The `kuromoji_tokenizer` tokenizer uses characters from the MeCab-IPADIC dictionary to split text into tokens. The dictionary includes some full-width characters, such as `o` and `f`. If a text contains full-width characters, the tokenizer can produce unexpected tokens.
For example, the `kuromoji_tokenizer` tokenizer converts the text `CultureofJapan` to the tokens `[ culture, o, f, japan ]` instead of `[ culture, of, japan ]`.
To avoid this, add the [`icu_normalizer` character filter](/reference/elasticsearch-plugins/analysis-icu-normalization-charfilter.md) to a custom analyzer based on the `kuromoji` analyzer. The `icu_normalizer` character filter converts full-width characters to their normal equivalents.

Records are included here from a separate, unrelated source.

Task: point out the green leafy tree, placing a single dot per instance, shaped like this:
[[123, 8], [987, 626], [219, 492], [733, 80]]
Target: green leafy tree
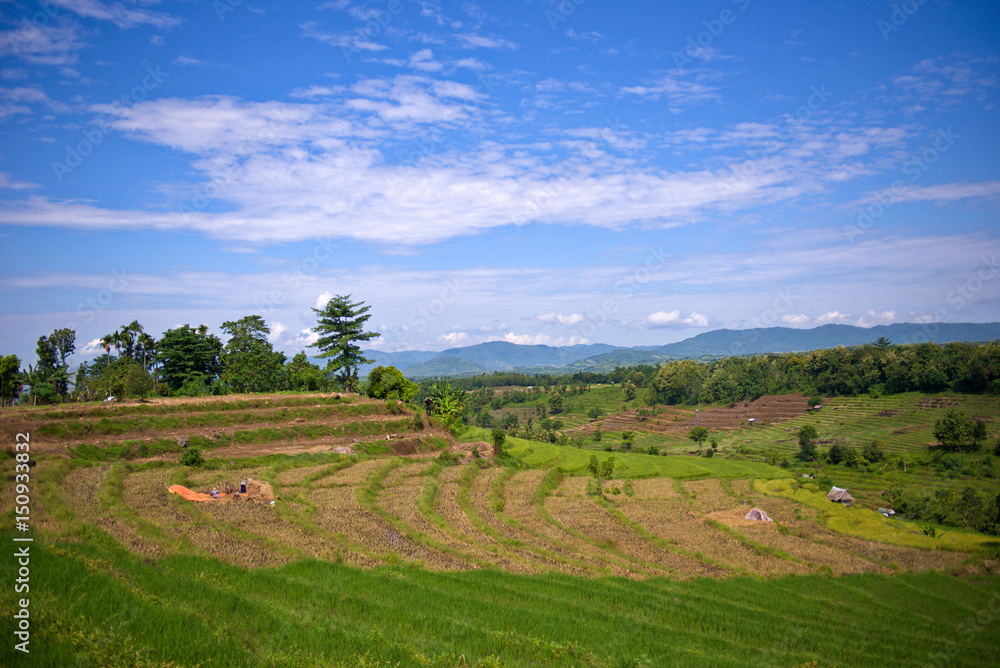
[[678, 381], [10, 379], [630, 389], [304, 376], [249, 363], [874, 451], [601, 470], [628, 439], [556, 401], [340, 326], [498, 437], [53, 350], [449, 403], [188, 355], [807, 447], [956, 431], [699, 435], [132, 342], [388, 382], [508, 421]]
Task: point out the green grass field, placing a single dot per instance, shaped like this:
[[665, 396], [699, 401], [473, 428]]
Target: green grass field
[[95, 604], [404, 561]]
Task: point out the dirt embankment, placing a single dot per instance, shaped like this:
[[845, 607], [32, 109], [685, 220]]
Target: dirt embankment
[[765, 410]]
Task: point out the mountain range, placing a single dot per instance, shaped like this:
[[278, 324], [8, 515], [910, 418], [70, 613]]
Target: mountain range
[[599, 357]]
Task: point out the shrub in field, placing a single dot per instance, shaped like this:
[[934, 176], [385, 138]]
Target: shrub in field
[[807, 449], [699, 435], [192, 457], [497, 437], [448, 458], [873, 452]]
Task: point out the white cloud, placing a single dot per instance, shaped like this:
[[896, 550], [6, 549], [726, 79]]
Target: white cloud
[[323, 300], [592, 36], [424, 60], [305, 338], [454, 339], [278, 330], [475, 41], [348, 41], [796, 320], [93, 347], [120, 15], [8, 182], [681, 88], [676, 319], [568, 320], [542, 340], [941, 193], [43, 44]]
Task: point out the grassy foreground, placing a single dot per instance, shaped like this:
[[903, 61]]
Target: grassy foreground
[[94, 604]]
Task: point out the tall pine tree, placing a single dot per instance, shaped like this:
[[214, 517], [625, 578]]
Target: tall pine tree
[[340, 326]]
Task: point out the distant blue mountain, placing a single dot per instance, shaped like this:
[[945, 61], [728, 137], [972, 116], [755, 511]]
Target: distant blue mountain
[[504, 356]]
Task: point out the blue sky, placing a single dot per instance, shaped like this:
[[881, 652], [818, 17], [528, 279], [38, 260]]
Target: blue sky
[[583, 171]]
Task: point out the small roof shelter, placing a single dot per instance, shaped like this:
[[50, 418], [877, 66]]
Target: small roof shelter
[[838, 495]]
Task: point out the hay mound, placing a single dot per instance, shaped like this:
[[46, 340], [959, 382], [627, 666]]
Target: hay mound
[[758, 515], [259, 491]]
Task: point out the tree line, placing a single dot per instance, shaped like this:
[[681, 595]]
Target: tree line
[[190, 361]]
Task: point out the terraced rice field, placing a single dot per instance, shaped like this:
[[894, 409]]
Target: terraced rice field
[[381, 511]]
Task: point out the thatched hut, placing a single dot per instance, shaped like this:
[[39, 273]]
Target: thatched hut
[[838, 495]]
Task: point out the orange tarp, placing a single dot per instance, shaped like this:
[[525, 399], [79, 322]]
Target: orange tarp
[[191, 496]]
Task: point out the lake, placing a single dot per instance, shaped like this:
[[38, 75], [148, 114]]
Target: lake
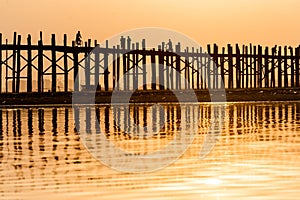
[[254, 155]]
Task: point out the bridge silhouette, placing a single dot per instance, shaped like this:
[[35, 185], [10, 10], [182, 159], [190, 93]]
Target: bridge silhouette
[[229, 67]]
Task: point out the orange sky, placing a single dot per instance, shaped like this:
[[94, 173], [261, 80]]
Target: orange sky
[[265, 22]]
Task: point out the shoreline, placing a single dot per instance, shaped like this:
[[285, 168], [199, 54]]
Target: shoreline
[[153, 96]]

First, duplicate the `kuromoji` analyzer to create the basis for a custom analyzer. Then add the `icu_normalizer` character filter to the custom analyzer. For example:
```console
PUT index-00001
{
"settings": {
"index": {
"analysis": {
"analyzer": {
"kuromoji_normalize": { <1>
"char_filter": [
"icu_normalizer" <2>
],
"tokenizer": "kuromoji_tokenizer",
"filter": [
"kuromoji_baseform",
"kuromoji_part_of_speech",
"cjk_width",
"ja_stop",
"kuromoji_stemmer",
"lowercase"
]
}
}
}
}
}
}
```
1. Creates a new custom analyzer, `kuromoji_normalize`, based on the `kuromoji` analyzer.
2. Adds the `icu_normalizer` character filter to the analyzer.